By Nyssa Rabinowitz
Violin Teacher at the Rochester Conservatory of Music
Daughter of MASTA Teacher of the Year for 2018, Marla Smith
When you walk into my mom’s studio, it doesn’t look like your typical teaching space. Hundreds of violin bottles line the walls, a “no whining” sign hangs prominently and music is placed on a stand with a sticker that reads “Tune it or Die!” Deer, squirrels, and birds make regular appearances during lessons and having a “nature break” during your lesson time is not unusual. When you walk into my mom’s studio, it’s not your typical space – but then again, I’m sure the hundreds of students she’s had will agree she’s not your typical teacher.
My mom is Marla Smith – MASTA’s newest Teacher of the Year.
Marla started teaching in 1987 – though she can’t remember how she got her first student. A student of Romeo Tata, Paul Makanawitzky, Ruggiero Ricci, and briefly Ivan Galamian and Stuart Canin, Marla had a lot of great teachers to draw inspiration from for her own students. Her first teacher was her mother, Patricia Smith, who was MASTA’s Teacher of the Year for 2000. Mom calls her the “quartet queen” and her groups routinely receive 1st division ratings at MSBOA Solo and Ensemble festivals, as well as appear at the Michigan Youth Arts Festival.
Marla started playing violin when she was 3, taking lessons from Pat. By middle school, mom told me, she knew she wanted to make music her career. “I love what I do,” she said. “Making music is so great for the soul. Making music out of the notes is wonderful!”
At first, Marla performed regularly in addition to teaching. She was a member of the Michigan Opera Theater orchestra for years. Following her time at MOT, she started freelancing more, which she ended up preferring because “It was always something different.”
I haven’t been around for all of my mom’s teaching years, but I have been around for many. According to mom, I used to sit in her studio and unpeel crayons as a kid during her lessons to entertain myself. I remember mom’s students being my babysitters when I was young, and turning into my friends as I got older. I remember trying to mimic some of the more advanced songs that her students were playing on my violin as a kid, just to see if I could. Some of her students became like siblings to me, especially the ones I went to school with.

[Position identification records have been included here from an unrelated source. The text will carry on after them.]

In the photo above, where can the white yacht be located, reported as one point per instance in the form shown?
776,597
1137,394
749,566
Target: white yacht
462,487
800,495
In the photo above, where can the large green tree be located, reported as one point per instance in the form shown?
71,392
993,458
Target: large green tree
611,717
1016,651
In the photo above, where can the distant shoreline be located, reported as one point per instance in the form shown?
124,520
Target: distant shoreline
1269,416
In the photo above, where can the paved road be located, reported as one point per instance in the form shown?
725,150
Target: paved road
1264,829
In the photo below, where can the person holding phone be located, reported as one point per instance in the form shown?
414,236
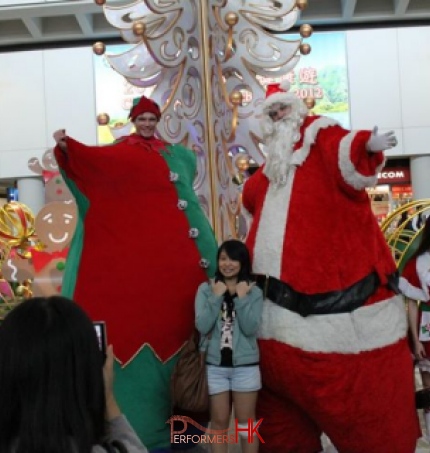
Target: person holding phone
228,313
56,388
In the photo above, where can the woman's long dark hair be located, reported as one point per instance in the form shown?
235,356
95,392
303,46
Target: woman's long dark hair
51,379
424,245
237,251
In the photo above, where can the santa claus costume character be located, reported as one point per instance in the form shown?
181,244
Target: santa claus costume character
415,285
334,354
141,248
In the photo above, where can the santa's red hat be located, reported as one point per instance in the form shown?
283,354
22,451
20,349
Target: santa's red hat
144,105
278,93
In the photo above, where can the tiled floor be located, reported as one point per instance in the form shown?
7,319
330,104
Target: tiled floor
423,445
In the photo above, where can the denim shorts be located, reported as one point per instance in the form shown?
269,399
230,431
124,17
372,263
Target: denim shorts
238,379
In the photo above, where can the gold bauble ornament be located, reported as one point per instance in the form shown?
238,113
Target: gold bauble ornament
236,98
139,28
99,48
310,102
306,30
103,119
231,19
305,49
302,4
242,162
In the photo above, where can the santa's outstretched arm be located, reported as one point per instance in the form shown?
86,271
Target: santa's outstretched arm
360,155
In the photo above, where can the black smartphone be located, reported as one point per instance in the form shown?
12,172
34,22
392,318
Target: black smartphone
100,328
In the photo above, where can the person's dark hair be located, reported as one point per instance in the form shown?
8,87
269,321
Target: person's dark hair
424,245
52,397
237,251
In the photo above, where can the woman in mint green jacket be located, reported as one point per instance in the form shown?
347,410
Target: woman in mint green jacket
228,314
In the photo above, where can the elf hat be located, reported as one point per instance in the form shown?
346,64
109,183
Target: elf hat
144,105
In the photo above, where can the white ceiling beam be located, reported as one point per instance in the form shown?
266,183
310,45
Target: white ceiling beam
85,21
34,26
400,7
348,8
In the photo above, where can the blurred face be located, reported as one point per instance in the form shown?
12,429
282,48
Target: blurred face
279,111
228,268
145,124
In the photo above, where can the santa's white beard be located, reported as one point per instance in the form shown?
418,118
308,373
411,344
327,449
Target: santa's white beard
280,143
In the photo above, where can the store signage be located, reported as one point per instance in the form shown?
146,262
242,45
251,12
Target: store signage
394,175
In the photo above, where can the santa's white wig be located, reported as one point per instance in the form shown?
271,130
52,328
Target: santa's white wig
281,136
278,94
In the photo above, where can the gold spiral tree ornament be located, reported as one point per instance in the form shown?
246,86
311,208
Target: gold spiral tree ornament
16,237
403,227
202,59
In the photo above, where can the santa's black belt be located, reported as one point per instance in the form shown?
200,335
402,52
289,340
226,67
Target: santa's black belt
343,301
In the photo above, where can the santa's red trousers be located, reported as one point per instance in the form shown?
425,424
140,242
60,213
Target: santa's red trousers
305,393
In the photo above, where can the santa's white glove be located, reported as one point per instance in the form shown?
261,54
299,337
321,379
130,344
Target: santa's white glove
380,142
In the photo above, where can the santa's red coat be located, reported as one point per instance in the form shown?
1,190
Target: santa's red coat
326,372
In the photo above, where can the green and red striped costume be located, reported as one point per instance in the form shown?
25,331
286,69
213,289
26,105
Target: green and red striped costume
133,264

I know that none of those relationships would exist if my mom wasn’t the caring, dedicated, and inspiring teacher that I know her to be. Most of my mom’s students stay with her for years and some have even come back to her studio after college.
One of those students is Nick Sielicki, who started taking lessons from Marla in middle school, but still comes by from time to time for a refresher. “Marla always makes learning fun,” Nick said. “One of the most memorable and beneficial bits of knowledge Marla shared with me was to play as if I were telling a story… As a linguist, this clicked with me. It has brought, and will continue to bring so much more emotion to my playing, as well as a deeper understanding and appreciation for music in general.”
“Music is such an integral part of what makes me the person I am today, and that would not be the case had I not been Marla’s student,” Nick continued. “I have the utmost respect and admiration for her as a musician, a teacher, and most importantly, a friend.”
When asked what her favorite thing about teaching is, mom answered, “Watching the light bulb go off over their heads. Hearing them fix things while they play. Helping them improve their playing. They are always entertaining!”
Marla encourages anyone who wants to teach to love what you do. “That shows through to kids more than anything,” she said. It’s that kind of attitude and approach that has lead to her success over the years.
Mom said she was “stunned” when she found out she was nominated, but anyone who has had the pleasure of knowing her, being her student, or watching her work can only say two words on her win: Well deserved.